Solar mutagenesis via the formation of thymine dimer photoproducts is a primary cause of skin cancer. The aim of this study is to provide a direct method for following the development of photolesions in thymine single strands and to determine how the formation of these photoproducts depends on the excitation wavelength in the ultraviolet (UV) between 210 nm and 325 nm. Experiments were performed both with a 20 Hz pulsed, intense, tunable laser as well as UV lamps (at 254 nm and 302 nm), but we find that only the dose matters at these wavelengths for the yield of photoproducts.
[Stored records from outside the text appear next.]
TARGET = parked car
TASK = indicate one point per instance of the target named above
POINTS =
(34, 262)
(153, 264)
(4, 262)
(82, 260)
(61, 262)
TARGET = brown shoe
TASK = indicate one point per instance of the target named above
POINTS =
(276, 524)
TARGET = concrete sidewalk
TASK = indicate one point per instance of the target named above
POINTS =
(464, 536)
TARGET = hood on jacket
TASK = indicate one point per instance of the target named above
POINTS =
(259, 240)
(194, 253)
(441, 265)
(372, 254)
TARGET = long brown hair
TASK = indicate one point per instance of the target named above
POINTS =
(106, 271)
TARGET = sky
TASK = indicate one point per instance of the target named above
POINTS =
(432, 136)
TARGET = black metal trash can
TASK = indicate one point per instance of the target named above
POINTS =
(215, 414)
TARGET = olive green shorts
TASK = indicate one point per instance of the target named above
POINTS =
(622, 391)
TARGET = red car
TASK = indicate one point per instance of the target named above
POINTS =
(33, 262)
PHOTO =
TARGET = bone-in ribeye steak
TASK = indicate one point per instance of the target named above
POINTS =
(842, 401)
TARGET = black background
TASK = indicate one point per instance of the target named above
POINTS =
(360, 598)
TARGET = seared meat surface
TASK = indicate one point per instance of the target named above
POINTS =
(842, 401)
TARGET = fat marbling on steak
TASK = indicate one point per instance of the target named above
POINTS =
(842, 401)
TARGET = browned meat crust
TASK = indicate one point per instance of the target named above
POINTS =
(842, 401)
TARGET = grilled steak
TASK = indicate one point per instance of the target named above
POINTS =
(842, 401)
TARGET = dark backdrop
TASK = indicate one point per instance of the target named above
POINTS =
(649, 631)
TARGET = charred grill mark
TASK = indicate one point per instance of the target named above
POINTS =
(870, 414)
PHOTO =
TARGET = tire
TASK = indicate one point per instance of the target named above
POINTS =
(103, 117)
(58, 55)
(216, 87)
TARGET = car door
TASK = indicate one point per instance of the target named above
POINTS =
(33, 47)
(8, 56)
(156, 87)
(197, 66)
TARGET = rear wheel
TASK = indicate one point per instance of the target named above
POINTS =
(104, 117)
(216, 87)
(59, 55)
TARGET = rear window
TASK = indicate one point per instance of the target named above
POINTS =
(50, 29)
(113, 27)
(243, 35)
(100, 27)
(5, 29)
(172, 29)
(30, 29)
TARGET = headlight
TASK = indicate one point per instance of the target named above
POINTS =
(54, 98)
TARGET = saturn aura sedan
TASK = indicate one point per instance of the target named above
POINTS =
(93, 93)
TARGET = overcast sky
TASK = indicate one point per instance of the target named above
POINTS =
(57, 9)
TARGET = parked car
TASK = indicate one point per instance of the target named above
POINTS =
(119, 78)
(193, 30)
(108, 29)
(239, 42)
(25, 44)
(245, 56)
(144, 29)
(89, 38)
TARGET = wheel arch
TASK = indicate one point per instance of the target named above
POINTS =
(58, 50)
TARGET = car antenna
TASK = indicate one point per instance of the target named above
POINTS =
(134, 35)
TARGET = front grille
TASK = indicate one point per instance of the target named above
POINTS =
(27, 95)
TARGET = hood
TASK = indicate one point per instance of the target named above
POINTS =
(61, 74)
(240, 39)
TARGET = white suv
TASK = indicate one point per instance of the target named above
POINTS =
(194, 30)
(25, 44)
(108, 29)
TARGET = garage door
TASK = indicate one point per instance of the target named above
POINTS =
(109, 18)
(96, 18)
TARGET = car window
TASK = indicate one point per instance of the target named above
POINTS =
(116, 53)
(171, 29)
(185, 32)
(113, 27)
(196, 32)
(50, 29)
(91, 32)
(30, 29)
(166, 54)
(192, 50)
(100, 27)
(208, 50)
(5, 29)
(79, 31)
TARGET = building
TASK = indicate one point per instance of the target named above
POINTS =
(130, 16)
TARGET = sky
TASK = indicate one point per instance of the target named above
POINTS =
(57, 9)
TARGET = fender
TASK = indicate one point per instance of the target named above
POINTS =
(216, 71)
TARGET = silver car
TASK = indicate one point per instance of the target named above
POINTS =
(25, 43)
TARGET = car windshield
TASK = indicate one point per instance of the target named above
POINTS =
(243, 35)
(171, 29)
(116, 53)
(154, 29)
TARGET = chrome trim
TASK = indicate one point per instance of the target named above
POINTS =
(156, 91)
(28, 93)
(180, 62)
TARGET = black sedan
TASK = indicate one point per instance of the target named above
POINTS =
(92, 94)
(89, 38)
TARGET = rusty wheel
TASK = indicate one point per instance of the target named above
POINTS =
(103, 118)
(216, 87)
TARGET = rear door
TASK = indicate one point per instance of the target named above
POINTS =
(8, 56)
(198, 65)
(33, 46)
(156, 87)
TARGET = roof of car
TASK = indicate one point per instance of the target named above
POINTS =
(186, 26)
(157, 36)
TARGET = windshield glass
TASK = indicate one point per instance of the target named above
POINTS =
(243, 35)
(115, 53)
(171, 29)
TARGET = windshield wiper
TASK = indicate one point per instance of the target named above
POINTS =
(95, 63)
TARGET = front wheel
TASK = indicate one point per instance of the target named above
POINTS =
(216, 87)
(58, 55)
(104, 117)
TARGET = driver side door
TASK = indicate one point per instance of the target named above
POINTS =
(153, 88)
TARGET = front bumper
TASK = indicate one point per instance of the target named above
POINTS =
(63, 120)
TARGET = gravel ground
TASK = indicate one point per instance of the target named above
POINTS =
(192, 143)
Hence in both cases the lesion process is due to one-photon absorption. The formation and yields of the photoproducts as the irradiation dose is increased is followed through measurement of synchrotron radiation circular dichroism (SRCD) spectra. A principal component analysis (PCA) of the SRCD data yields CD signatures for each of the resulting photoproducts and reveals a strong irradiation wavelength dependence upon which products are formed; cyclobutane pyrimidine dimers (CPDs) are formed primarily at higher irradiation wavelengths (from 250 to 300 nm); the 6,4 pyrimidine-pyrimidone photoadduct (64PP) is formed in the range 210 to 285 nm, with a higher rate of formation in the lower part of that range, while in the very lowest irradiation wavelength range (210 to 240 nm) we find thymidine monophosphate (dTMP), which indicates cleavage of the DNA backbone. Our work demonstrates the strength of SRCD spectroscopy compared to ordinary absorption spectroscopy, as the latter is not sufficient to obtain fingerprints of the thymine photoproducts.